I mentioned previously that the subprime mortgage crisis should impact your personal loan strategy because of the number of desperate people needing just a little quick cash to prolong a slow fall into bankruptcy and foreclosure on their homes. CnnMoney confers with their article on the number of people taking out Payday loans to pay the mortgage payment. In a small sample, 66% of the people in foreclosure counseling admitted to taking out payday loans to pay their mortgage payment. After fees and other payments, payday loans can reach interest rates of nearly 400% per year.
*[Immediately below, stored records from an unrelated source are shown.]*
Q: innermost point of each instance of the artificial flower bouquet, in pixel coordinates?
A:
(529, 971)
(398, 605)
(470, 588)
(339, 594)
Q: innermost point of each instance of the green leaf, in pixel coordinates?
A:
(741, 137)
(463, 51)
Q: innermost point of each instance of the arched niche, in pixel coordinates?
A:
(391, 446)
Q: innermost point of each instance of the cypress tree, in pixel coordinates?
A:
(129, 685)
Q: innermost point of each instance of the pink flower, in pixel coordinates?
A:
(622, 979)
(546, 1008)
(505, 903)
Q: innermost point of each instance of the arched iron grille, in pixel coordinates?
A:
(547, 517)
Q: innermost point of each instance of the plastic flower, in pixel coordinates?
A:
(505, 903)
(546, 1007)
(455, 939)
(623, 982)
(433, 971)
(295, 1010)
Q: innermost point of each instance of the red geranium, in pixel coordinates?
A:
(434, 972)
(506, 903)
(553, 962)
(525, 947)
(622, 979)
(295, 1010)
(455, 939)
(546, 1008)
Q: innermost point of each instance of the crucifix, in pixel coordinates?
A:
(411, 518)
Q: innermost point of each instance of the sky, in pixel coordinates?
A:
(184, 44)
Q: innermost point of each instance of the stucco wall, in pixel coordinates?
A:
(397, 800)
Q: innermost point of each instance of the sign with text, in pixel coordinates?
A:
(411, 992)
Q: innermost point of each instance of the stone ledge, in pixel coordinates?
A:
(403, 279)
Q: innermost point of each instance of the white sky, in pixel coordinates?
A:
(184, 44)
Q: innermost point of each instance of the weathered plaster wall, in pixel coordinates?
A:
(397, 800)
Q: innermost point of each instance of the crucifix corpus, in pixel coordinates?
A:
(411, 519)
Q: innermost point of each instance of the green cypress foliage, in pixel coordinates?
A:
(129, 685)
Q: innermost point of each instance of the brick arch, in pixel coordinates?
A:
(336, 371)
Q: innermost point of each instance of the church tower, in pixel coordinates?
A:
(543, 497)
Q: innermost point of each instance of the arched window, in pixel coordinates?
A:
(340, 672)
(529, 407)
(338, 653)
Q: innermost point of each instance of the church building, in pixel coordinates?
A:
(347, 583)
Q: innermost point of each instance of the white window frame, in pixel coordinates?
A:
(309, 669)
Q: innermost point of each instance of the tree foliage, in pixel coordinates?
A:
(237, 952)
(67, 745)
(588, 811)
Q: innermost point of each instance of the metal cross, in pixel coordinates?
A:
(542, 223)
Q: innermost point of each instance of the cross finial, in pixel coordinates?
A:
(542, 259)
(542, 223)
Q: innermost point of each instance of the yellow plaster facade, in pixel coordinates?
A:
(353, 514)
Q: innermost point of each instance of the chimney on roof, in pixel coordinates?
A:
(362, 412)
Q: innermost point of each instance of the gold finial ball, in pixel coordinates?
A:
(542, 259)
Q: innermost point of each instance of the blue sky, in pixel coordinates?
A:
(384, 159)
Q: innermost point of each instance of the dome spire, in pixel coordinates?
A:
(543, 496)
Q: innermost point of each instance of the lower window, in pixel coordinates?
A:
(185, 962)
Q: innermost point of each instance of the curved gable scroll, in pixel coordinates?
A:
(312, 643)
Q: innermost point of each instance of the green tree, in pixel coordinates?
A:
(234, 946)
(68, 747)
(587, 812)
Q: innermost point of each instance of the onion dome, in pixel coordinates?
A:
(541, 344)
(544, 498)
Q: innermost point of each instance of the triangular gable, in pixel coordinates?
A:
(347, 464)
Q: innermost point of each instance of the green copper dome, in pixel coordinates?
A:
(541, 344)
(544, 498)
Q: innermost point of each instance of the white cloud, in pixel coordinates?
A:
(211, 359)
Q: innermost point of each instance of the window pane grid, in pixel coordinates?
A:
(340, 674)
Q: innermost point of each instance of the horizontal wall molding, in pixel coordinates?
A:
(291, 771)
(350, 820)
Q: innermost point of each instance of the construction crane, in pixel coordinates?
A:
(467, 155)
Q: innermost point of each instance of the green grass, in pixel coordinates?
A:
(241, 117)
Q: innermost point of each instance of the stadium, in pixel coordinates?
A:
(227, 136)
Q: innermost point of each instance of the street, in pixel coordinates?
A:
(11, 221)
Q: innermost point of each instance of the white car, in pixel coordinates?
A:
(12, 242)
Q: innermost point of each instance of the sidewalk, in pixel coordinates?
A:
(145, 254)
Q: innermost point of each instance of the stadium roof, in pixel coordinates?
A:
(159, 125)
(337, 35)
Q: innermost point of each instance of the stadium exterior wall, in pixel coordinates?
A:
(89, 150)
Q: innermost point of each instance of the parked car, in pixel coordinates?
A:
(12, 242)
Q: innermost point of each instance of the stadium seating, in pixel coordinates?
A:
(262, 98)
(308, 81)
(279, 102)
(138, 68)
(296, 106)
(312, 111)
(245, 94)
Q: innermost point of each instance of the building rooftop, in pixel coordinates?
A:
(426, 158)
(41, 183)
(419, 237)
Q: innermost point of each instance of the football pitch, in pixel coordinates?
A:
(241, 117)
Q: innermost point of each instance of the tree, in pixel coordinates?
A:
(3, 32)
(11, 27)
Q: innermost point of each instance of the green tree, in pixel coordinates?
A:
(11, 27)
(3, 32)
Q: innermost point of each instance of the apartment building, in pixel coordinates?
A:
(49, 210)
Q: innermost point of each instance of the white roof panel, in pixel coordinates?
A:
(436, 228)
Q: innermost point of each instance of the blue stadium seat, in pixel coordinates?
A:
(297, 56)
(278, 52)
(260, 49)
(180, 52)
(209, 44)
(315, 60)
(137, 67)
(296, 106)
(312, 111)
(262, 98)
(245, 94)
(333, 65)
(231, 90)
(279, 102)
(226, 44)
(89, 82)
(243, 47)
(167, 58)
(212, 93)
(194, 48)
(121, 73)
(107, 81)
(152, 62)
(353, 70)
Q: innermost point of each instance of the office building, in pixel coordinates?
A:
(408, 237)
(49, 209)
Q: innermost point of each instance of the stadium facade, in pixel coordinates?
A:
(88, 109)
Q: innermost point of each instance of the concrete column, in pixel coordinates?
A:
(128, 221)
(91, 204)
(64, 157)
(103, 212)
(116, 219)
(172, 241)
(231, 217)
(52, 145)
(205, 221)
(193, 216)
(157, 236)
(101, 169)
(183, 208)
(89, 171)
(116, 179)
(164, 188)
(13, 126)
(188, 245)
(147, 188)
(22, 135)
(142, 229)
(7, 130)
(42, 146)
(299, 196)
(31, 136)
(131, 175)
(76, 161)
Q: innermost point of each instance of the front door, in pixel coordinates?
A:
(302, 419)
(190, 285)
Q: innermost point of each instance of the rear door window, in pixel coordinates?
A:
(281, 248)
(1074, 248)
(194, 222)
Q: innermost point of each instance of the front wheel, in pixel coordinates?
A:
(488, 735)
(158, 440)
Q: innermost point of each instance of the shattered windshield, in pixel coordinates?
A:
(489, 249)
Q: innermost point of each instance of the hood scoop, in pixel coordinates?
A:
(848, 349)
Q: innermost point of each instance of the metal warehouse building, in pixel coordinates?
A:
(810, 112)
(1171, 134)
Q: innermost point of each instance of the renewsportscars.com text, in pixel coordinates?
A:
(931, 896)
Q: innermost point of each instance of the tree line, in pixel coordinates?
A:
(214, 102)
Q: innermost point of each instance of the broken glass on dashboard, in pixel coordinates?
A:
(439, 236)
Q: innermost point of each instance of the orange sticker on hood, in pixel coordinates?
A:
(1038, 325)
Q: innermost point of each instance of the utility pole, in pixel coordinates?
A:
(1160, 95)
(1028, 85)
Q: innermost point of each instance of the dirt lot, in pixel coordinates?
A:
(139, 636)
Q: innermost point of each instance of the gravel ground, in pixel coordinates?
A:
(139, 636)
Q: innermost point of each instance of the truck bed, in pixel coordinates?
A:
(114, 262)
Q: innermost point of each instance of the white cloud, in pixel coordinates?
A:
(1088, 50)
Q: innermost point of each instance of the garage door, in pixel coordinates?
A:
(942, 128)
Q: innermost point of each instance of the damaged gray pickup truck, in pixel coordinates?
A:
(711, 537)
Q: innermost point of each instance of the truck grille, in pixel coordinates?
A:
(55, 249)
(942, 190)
If anyone is considering lending money to a a home owner Prosper.com or Lending Club, I would ask any borrower who is a homeowner if s/he has an adjustable rate mortgage, and if so, when it will reset and what the new payment will be. There may be someone people who realize that they sitting under a time bomb of a mortgage and are trying to buy more fuse to the foreclosure bomb. The pending bailout is all the more likely to make people try desperate measures to fend off foreclosure since they are now waiting on the federal plan to save them.
Quote from the article on payday loans being used to payoff mortgages in Cleveland, Ohio:
“If you want to see what an unregulated market economy looks like,” said Rokakis, “come to Ohio.” There are now more payday lending shops in the state than McDonalds, Burger Kings and Wendy’s restaurants combined, he noted.
Lenders only require borrowers show pay stubs, checking accounts and references. They don’t credit-check, except to make sure borrowers haven’t defaulted on previous payday loans.
The lenders ask borrowers for post-dated checks for the amount borrowed, plus fees, which average $15 per $100 loan. If the loan goes un-repaid, lenders deposit the checks.
The term is usually two weeks, “Most people believe they’re just going to borrow the one time,” said Faith. Instead, when the two weeks goes by, they often go back to the shop and roll it over for another two weeks. To do that, they pay another $45 in fees…
When the CRL took the average payday loan principal as reported by state regulators and multiplied it by the average number of loan rollovers per year, it found that typical borrowers pay back $793 for a $325 loan.